Lousy Coronavirus Prep in US Is Making It Worse for Canada

Several new COVID-19 cases in Canada can be traced back to U.S. travel as Trump comes under fire for spreading misleading information about the virus.
March 9, 2020, 7:22pm
Security stands outside testing facility
Makeshift labs that'll increase COVID-19 testing and house patients with symptoms are springing up in Canada, including one in Montreal’s old Hotel-Dieu Hospital. Ryan Remiorz (CP)

This article originally appeared on VICE Canada.

The U.S. is grappling with a boom of new coronavirus cases, which will likely spill over into Canada.

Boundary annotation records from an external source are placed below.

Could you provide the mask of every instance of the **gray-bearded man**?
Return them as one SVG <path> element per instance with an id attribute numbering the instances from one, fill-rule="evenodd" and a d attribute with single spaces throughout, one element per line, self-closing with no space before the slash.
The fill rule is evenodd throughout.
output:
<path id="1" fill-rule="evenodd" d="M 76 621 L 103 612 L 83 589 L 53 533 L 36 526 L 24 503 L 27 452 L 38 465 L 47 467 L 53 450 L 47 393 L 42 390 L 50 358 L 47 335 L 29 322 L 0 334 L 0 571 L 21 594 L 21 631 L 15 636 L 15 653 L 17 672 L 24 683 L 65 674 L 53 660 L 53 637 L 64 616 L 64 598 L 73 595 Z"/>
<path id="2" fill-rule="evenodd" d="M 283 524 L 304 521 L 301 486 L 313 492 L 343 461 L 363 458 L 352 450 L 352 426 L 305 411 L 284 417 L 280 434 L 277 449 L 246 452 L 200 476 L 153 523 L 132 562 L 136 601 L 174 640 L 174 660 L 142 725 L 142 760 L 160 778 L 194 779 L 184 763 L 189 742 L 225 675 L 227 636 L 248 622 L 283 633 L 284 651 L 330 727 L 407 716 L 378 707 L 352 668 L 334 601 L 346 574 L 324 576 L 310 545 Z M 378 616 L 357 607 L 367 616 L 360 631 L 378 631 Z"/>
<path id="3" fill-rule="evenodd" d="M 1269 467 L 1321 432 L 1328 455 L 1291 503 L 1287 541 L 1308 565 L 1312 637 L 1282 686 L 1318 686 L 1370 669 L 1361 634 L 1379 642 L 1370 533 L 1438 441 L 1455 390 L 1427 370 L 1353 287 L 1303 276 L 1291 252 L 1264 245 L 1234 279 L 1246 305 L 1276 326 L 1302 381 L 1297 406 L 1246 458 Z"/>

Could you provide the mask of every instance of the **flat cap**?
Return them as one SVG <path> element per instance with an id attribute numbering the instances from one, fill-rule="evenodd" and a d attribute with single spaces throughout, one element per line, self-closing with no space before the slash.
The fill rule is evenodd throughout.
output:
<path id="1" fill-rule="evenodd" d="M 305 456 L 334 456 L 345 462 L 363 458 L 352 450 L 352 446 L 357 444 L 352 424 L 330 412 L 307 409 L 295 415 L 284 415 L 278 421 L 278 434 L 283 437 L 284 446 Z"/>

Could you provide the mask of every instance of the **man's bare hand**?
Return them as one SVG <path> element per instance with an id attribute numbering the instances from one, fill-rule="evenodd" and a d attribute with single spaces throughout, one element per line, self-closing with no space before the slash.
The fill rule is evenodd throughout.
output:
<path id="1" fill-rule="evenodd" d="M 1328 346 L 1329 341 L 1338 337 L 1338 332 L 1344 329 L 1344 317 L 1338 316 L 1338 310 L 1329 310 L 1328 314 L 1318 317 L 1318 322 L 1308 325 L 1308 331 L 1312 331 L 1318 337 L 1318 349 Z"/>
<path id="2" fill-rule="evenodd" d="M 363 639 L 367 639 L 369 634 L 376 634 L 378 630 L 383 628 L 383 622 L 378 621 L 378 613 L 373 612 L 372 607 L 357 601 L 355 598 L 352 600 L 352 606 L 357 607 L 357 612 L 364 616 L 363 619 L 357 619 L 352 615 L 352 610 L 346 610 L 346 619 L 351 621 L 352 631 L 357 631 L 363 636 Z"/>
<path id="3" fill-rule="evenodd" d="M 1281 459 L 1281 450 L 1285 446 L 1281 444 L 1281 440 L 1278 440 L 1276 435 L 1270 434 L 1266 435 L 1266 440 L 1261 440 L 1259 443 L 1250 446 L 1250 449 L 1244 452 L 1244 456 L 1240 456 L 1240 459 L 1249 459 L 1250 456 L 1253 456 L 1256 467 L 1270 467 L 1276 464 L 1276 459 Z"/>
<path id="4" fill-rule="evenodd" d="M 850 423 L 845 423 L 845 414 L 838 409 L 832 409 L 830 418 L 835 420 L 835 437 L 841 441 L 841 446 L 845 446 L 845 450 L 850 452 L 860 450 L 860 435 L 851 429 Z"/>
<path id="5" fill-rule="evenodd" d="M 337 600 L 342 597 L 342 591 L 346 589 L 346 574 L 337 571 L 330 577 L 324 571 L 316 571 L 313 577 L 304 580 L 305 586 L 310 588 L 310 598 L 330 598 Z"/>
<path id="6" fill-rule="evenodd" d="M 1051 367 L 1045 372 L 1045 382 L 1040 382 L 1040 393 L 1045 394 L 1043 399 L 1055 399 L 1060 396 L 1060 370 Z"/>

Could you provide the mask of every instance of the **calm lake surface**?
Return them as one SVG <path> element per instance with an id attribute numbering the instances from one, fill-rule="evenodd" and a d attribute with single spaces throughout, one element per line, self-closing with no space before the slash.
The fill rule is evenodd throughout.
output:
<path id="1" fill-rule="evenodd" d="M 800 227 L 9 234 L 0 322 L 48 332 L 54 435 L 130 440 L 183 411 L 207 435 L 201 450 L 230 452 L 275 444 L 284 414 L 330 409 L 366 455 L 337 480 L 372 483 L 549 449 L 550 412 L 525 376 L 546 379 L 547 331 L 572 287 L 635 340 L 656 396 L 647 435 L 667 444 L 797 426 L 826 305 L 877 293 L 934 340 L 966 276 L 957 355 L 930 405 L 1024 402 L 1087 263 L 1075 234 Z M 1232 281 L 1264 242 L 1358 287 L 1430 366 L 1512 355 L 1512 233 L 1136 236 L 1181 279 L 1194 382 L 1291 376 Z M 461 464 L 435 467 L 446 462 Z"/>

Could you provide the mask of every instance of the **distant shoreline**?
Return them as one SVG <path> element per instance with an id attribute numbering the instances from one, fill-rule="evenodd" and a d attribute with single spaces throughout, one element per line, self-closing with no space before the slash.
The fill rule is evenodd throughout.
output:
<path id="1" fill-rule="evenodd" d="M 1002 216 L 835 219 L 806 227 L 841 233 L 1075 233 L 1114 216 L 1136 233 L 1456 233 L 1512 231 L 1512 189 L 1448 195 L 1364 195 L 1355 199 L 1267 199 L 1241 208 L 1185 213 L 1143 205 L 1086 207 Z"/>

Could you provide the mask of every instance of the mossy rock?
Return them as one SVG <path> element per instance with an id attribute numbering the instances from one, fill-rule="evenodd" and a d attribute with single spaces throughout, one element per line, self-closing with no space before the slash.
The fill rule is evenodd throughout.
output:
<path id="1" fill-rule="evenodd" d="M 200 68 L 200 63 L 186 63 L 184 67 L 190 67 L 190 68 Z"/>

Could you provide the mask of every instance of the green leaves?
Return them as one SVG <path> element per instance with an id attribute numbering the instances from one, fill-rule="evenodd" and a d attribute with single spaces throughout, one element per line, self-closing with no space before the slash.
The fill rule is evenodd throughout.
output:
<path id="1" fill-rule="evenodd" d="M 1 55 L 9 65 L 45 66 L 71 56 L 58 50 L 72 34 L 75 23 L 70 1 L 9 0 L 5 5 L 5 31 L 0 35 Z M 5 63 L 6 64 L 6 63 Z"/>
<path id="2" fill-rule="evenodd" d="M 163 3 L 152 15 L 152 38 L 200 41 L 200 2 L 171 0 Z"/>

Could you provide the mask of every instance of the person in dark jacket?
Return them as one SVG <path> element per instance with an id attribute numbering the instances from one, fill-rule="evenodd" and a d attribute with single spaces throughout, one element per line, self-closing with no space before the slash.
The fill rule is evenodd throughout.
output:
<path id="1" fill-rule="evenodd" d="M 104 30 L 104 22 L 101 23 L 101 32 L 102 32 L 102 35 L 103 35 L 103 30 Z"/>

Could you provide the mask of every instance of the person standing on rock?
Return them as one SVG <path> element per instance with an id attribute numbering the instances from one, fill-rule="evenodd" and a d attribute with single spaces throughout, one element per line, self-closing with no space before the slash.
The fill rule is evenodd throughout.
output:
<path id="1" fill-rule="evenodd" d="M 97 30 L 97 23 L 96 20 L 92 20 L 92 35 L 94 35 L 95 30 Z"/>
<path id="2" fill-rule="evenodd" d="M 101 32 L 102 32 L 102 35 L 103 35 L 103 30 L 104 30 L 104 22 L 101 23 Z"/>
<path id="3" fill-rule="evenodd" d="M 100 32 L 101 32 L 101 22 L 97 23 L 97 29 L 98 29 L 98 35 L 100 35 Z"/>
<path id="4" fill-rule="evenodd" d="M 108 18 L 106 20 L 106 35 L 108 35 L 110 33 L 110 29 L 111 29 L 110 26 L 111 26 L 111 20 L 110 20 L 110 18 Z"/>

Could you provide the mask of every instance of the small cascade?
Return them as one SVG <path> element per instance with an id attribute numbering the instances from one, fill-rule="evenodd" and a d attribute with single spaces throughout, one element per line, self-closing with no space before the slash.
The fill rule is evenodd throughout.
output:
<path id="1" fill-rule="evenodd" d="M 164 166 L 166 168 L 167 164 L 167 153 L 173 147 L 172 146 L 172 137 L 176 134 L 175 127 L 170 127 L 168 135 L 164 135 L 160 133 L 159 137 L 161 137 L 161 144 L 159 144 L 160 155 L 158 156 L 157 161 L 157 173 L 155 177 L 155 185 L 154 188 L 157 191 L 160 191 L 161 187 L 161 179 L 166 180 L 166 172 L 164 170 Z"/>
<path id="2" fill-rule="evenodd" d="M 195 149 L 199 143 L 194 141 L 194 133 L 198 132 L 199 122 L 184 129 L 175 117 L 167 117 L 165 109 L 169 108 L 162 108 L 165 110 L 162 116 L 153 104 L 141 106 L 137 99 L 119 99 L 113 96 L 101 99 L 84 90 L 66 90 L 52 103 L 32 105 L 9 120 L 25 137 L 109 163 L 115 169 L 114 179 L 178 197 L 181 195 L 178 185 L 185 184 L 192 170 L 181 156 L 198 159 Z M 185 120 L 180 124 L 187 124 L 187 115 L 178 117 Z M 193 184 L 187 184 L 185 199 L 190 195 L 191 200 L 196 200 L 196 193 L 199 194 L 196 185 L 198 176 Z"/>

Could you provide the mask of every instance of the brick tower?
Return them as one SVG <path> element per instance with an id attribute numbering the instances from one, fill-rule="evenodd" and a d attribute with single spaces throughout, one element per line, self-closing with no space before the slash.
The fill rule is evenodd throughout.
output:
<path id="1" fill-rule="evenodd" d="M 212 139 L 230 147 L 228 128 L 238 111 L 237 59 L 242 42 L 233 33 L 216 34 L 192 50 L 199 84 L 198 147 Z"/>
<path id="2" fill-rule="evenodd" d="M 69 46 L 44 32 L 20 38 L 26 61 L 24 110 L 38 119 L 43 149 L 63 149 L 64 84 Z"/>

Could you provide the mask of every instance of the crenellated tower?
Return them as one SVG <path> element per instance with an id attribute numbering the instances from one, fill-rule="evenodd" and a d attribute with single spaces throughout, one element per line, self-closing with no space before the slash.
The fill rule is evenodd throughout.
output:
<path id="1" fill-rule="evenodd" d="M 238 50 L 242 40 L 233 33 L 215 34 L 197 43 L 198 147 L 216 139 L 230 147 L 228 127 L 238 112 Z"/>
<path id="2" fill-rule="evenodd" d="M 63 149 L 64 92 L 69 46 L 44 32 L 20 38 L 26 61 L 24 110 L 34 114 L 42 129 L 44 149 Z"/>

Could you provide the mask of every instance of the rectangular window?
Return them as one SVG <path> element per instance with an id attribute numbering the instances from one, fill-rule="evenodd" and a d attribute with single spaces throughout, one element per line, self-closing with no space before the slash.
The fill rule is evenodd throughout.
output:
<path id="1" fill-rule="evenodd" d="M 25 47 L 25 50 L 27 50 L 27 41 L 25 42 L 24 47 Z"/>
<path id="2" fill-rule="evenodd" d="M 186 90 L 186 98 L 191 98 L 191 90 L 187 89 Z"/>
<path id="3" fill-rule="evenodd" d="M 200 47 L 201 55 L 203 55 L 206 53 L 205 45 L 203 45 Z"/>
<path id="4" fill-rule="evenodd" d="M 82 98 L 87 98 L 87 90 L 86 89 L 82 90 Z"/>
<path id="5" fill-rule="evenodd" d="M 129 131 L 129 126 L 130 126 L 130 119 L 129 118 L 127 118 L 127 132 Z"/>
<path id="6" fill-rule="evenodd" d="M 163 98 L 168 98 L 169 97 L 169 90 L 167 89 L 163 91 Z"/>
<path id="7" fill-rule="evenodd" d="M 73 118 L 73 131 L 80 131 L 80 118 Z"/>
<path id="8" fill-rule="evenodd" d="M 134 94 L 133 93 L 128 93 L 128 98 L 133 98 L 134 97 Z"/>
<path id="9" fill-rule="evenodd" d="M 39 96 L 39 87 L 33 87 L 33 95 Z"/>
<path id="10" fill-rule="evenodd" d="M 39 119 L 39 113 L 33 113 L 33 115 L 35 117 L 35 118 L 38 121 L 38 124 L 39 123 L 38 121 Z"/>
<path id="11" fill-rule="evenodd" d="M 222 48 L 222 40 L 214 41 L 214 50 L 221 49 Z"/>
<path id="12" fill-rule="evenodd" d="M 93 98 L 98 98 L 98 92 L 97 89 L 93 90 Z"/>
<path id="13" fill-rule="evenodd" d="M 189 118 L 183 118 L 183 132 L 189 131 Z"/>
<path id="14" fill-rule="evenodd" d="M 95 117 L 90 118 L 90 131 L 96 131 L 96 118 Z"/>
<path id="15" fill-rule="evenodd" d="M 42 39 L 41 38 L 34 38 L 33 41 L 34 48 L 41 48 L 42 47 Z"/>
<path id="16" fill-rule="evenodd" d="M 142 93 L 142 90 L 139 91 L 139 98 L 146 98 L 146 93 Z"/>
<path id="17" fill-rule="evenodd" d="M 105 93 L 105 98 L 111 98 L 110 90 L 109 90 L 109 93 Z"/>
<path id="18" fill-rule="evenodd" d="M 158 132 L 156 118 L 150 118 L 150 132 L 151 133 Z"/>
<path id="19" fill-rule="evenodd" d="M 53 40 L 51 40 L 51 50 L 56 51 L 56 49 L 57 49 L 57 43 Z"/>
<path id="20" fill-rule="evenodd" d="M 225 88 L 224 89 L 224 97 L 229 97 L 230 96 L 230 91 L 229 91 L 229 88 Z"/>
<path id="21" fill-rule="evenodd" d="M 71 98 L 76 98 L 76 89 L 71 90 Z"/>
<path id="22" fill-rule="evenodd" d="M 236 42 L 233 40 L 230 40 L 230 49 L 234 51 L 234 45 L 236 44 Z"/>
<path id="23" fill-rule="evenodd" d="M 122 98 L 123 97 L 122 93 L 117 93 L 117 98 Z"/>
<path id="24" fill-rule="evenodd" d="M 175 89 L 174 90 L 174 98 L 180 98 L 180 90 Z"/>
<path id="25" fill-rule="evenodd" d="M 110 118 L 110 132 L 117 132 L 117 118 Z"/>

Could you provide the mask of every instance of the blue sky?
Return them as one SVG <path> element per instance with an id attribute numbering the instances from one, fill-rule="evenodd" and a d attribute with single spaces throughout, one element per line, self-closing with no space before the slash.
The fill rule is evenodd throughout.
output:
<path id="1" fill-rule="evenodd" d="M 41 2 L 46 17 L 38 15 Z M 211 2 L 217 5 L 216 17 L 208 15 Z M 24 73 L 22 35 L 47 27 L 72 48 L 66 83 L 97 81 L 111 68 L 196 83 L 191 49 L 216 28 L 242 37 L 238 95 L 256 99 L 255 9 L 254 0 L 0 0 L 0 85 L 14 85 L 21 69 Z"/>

Nine governors have declared a state of emergency, including New York and Oregon, as the U.S. grapples with more than 500 cases and 22 deaths as of Monday morning. U.S. officials have come forward to say schools, hospitals, and business should prepare for an onslaught of COVID-19 cases.

U.S. President Donald Trump has come under scrutiny for spreading misleading information about the coronavirus, including a statement that health officials would have a vaccine ready shortly. The international community maintains that a vaccine likely won’t be available for 12 to 18 months.

Now, U.S. health authorities are struggling to keep up with COVID-19 testing, making it more difficult for the country to manage spread.

“If the prevalence of (COVID-19) goes up in the United States, in the country next to us, then there’s potential for it to spread into Canada just by virtue of travel back and forth,” Todd Coleman, an assistant professor of health sciences at Wilfrid Laurier University, told Global News.

In fact, several of Canada’s latest cases of the novel coronavirus (COVID-19) can be traced back to U.S. travel. On Friday, Ontario confirmed four new COVID-19 cases, three of which were from the U.S. (The fourth was linked to Iran.) One Toronto man—who rode on the city’s public transit, the TTC, for three days before checking himself into the hospital—likely caught COVID-19 in Las Vegas. An 80-year-old woman from Washington state—the U.S. region with 18 coronavirus-related deaths and the worst outbreak so far—crossed the border into British Columbia to visit her family and is now in critical condition in Vancouver.

As of March 9, Canada confirmed nearly 80 cases of the new coronavirus, most of which are in Vancouver and Toronto. On Monday, a patient in B.C. became the first reported Canadian death. Canada’s chief public health officer, Theresa Tam, maintains an outbreak in Canada could happen.

“Canada remains focused on containing the spread of COVID19. We are rapidly identifying cases, finding close contacts, and using public health measures like isolation and social distancing,” Tam tweeted on Saturday.

Canada is trying to contain spread by ramping up its COVID-19 testing methods and capacity as more cases are confirmed across the country.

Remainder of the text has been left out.